Sedangkan di Indonesia, pemberian pengetahun bertani kepada petani lada sangat minim. Pasokan bibit unggul dan bersertifikat sangat terbatas. Teknologi yang dimiliki petani Indonesia juga sangat minim. Ini tentunya akan berpengaruh tidak hanya pada produktivitas tetapi juga pada mutu lada Indonesia. Sehingga jangan heran jika kemudian Vietnam muncul sebagai produsen lada dunia meski dengan lahan yang tidak mencapai setengah dari luas area perkebunan lada Indonesia.
Upaya Merebut Kembali
Posisi Indonesia yang terus digeser oleh eksportir lada asal Vietnam dan India jadi perhatian yang tak boleh terus diabaikan. Pemerintah Provinsi Bangka Belitung misalnya, bertekad mengembalikan kejayaan lada putih Bangka Belitung sebagai produsen dan eksportir terbesar dunia. Menurut Gubernur Bangka Belitung Rustam Effendi telah berupaya melakukan revitalisasi perkebunan untuk meningkatkan produktivitas, mutu hasil, efisiensi biaya produksi, dan pemasaran, serta manajemen stok melalui pengembangan inovasi teknologi dan kelembagaan.
"Pada tahun ini diperkirakan luas tanaman lada yang menghasilkan 33.534 hektar dengan produksi meningkat 1,63 ton per hektar dibanding tahun sebelumnya 1,53 ton per hektar," kata Rustam, dikutip dari Antara.
Untuk mencapai target produksi lada putih petani tahun ini, pihaknya terus melakukan perluasan dan pemantapan areal perkebunan lada, penyediaan lahan untuk kebun benih unggul, serta penyediaan sarana produksi. Selain itu, ada upaya menerapkan pengelolaan budi daya yang baik, penerapan bibit polybag tujuh ruas, mendorong perkembangan penangkaran lada, dan fasilitasi sarana produksi penangkar, serta penerapan pengendalian hama terpadu.

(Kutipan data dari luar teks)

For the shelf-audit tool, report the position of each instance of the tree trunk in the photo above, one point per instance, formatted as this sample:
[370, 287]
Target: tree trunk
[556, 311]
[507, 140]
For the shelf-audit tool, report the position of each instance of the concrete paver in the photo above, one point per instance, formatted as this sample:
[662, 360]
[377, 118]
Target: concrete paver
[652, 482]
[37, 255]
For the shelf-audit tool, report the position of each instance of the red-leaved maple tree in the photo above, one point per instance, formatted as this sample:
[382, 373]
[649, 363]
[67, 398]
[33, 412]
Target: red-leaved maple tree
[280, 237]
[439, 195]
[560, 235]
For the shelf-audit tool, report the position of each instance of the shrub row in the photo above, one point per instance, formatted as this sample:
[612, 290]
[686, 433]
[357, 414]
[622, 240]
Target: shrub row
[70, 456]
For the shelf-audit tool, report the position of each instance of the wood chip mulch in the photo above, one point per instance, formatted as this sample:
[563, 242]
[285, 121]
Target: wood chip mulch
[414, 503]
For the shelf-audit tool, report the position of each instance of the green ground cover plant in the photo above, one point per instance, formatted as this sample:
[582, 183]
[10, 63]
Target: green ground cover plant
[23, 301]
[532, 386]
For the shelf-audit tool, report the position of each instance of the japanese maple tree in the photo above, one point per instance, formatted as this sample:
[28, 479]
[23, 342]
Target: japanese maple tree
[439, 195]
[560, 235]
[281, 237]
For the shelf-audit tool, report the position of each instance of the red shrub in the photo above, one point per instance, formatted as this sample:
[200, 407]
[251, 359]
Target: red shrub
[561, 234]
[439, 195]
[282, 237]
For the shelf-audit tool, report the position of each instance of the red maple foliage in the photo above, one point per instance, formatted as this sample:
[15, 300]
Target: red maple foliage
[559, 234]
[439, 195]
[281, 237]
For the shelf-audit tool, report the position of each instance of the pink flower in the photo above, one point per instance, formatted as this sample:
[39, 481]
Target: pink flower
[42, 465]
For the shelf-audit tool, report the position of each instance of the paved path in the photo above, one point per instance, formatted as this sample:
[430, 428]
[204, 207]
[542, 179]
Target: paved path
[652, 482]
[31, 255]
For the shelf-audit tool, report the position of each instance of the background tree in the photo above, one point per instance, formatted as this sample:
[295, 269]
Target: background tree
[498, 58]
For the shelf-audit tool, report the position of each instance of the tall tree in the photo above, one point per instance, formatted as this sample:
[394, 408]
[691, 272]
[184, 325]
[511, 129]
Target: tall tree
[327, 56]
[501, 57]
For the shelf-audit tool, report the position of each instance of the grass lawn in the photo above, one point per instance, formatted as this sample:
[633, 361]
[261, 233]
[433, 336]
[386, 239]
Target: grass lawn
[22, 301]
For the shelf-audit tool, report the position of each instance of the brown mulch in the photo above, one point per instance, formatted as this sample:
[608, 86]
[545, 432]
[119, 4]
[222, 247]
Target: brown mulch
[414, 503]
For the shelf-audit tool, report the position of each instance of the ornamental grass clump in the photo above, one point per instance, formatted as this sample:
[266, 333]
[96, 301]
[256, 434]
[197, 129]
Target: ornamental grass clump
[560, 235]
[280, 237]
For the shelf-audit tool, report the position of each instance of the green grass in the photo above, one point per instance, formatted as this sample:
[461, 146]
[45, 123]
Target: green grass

Selain itu, pemerintah Bangka Belitung juga mengirim petani untuk belajar cara budidaya lada di Vietnam. "Ilmu yang saya dapat selama berkunjung ke Vietnam saya terapkan, hasilnya cukup mengembirakan," kata Sawon, seorang petani di Kabupaten Bangka Tengah yang pernah ke Vietnam untuk menimba ilmu tentang budidaya lada, seperti dilaporkan Antara.
Sedangkan dari pemerintah pusat melalui Direktorat Jenderal Perkebunan telah menetapkan arah kebijakan dalam pengembangan lada, yakni meningkatkan produksi, produktivitas dan mutu tanaman secara terintegrasi dan berkelanjutan. Ini dilakukan dengan pengembangan komoditi (rehabilitasi, intensifikasi dan diversifikasi), peningkatan kemampuan sumberdaya manusia, pengembangan kelembagaan dan kemitraan usaha, peningkatan investasi usaha serta pengembangan sistem informasi.
Pemerintah memang harus bergerak lebih cepat untuk mengatasi rendahnya produktivitas lada lokal. Vietnam secara perlahan telah menjadi kompetitor Indonesia di segala lini ekspor seperti furnitur, kacang mete, hingga lada yang dahulu Indonesia sempat berjaya sebagai pusat rempah-rempah dunia. Mengembalikan kejayaan rempah-rempah Indonesia bisa dimulai dari lada.